Une ombre mystérieuse plie ses fossettes.
— Nous sommes des sahir, nous en connaissons un rayon sur la duperie. Plus sérieusement : il est facile de lutter contre la télépathie. Ce n'est pas une magie absolue, il suffit d'un entraînement correct pour se dissimuler. L'esprit de ma sœur est plus muet qu'une tombe.
C'est une explication bien légère.
— Je croyais que votre merveilleuse cheffe suprême était une sahir d'exception. Même elle, se laisse berner ?
— Elle est aussi prompte à se méfier des étrangers qu'à se montrer naïve et crédule... Elle ne croit pas que la menace puisse venir de l'intérieur. Quand je l'ai informée du sabotage, elle était persuadée que c'était l'œuvre de la Ziggurat. Quand j'ai émis l'hypothèse que ça vienne de l'un de nous, elle m'a ri au nez.
— Ah ! Donc elle est au courant.
— Bien sûr. Enfin, pas pour Marsha — ma sœur tient à garder sa couverture — mais sinon, oui, elle sait que j'ai des doutes... Peut-être qu'elle s'imagine maîtriser la situation, ou qu'un traître parmi nous resterait de toute façon en minorité et incapable de méfaits sans se dévoiler.
Difficile de partager cet optimisme lorsqu'on est un simple aria-sil, dépendant de la magie des sahir ; parmi lesquels certains militent potentiellement pour la fin du monde.
— Que pourrait-il se passer ? Dans le cas de figure le plus pessimiste ?
Un silence tombal s'installe avant qu'il ne décide de répondre.
— Le traître pourrait profiter d'un moment où le groupe serait en difficulté pour neutraliser Zineb. Possiblement échauffer le nœud d'énergie dans le cœur du Kur au lieu de le calmer. Peut-être le ferait-il en croyant ramener Ahriman parmi les vivants. Cela aurait pour effet de rendre notre monde inhabitable.
— Merde.
Est le seul commentaire qui me vient.
— Je serai vigilant, ajouté-je. Mais je ne sais pas si je pourrais t'aider.

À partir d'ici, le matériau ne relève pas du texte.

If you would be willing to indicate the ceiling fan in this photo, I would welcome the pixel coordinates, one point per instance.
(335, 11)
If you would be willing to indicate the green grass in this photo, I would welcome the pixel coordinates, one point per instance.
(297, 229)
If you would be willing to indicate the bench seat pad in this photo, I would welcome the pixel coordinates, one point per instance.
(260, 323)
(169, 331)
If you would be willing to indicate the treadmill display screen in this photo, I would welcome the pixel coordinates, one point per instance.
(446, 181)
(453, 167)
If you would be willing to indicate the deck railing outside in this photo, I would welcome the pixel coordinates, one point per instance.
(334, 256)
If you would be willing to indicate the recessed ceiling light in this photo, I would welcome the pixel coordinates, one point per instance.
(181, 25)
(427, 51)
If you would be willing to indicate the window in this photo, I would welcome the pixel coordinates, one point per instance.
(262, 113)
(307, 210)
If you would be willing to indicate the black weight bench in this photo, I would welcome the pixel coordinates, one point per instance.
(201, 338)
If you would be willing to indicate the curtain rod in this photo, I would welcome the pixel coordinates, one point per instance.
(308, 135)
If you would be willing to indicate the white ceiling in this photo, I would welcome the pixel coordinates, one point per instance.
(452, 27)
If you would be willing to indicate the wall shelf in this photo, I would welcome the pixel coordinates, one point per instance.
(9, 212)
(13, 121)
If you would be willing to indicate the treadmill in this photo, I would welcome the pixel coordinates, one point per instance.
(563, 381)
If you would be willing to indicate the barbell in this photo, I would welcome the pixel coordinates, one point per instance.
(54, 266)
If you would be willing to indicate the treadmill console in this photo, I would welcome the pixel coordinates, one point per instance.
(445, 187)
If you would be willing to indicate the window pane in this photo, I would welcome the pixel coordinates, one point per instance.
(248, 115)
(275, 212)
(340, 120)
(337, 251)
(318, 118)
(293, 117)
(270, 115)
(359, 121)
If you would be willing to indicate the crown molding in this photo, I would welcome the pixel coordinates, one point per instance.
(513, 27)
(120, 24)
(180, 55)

Je ne suis pas mage et je n'ai pas l'expérience de ta sœur.
— C'est déjà ça. Ne te prends pas trop la tête avec cette histoire. Je ne veux pas que ça t'empêche de dormir. Il est bien plus probable que Zineb ait raison, mais, comme on dit, un œil averti en vaut deux.
Ainsi est scellé le contrat. Curieusement, un sourire m'échappe. La situation ne s'y prête absolument pas, mais il suffit d'un peu chaleur retrouvée, d'une amitié qu'on dépoussière, et je me sens déjà mieux armé face à l'adversité.